A  consulta médica é a coisa mais importante do mundo para o paciente com dor ou dúvida. Para o médico, é apenas um rotineiro e repetitivo atendimento, entre dezenas que tem de fazer diariamente. Não admira que haja um descompasso entre a atencão atenciosa que o paciente espera e o tipo de atenção que o médico pode ou aprendeu a dar.  A escuta do médico piorou depois dos exames computadorizados.

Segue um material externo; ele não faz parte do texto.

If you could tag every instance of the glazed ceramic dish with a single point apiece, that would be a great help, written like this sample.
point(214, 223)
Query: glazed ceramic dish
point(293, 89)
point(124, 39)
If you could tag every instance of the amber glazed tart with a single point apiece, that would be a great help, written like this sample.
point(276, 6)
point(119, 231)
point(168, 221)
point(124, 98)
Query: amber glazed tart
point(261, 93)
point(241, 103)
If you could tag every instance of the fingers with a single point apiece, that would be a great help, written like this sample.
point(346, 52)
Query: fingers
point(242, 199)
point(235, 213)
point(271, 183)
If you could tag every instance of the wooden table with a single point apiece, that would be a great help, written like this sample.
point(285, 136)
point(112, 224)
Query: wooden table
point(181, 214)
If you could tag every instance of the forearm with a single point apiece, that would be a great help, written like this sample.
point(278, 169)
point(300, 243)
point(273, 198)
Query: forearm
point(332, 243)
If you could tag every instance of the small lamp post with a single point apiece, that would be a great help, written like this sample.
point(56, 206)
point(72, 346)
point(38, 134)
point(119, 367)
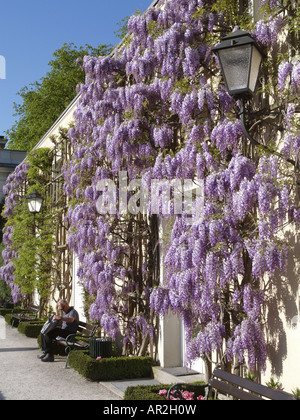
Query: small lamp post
point(34, 201)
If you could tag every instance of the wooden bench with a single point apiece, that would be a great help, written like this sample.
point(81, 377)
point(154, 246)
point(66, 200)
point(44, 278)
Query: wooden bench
point(234, 386)
point(80, 340)
point(29, 314)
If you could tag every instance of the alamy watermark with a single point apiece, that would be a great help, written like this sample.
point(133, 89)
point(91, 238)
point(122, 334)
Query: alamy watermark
point(163, 197)
point(2, 67)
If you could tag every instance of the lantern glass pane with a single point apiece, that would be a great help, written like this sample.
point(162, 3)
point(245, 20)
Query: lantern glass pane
point(34, 205)
point(255, 66)
point(236, 65)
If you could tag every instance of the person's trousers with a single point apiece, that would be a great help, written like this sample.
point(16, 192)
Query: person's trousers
point(47, 339)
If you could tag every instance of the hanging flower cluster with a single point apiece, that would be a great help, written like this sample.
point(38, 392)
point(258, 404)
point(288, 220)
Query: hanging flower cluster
point(11, 190)
point(157, 110)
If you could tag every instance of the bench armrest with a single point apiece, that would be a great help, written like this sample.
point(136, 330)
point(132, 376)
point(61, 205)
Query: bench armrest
point(71, 339)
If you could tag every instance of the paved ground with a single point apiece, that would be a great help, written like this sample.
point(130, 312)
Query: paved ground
point(24, 377)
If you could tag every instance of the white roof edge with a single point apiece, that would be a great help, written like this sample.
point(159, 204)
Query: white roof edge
point(60, 118)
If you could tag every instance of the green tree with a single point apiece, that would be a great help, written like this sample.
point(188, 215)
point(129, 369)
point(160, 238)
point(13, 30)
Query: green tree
point(43, 101)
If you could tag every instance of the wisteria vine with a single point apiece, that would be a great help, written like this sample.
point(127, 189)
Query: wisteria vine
point(157, 109)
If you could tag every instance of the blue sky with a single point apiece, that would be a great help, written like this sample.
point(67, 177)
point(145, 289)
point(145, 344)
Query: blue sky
point(31, 30)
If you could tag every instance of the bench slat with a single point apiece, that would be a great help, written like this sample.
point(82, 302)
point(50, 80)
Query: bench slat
point(252, 386)
point(233, 391)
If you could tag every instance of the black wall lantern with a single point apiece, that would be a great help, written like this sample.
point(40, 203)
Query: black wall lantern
point(34, 201)
point(240, 59)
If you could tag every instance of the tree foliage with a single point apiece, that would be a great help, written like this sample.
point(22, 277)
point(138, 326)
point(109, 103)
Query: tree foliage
point(43, 101)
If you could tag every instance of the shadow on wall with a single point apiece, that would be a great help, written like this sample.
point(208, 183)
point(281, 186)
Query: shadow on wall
point(282, 303)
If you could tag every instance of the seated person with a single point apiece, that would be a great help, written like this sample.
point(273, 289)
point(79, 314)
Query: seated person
point(70, 322)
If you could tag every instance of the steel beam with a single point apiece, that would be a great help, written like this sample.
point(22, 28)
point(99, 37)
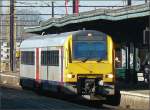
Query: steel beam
point(11, 35)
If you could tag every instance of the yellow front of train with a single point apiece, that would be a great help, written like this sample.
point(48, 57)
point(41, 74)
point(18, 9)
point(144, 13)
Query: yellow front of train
point(88, 63)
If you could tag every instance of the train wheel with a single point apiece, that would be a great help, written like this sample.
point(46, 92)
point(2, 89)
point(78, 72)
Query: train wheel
point(115, 99)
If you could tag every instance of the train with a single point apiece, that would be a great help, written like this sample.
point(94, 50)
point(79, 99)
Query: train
point(78, 62)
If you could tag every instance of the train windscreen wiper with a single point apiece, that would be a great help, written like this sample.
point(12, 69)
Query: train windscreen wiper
point(99, 59)
point(84, 59)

Mesmo quando correta, a relação médica nunca é confortável para o paciente. Somos dependentes e vulneráveis, como em algumas outras interações profissionais.  Por isto, minha prece noturna é: Obrigada, Senhor, por mais um dia sem precisar de médico, nem advogado, nem eletricista,  nem encanador. Adoraria acrescentar "nem provedor de Internet", mas não dá.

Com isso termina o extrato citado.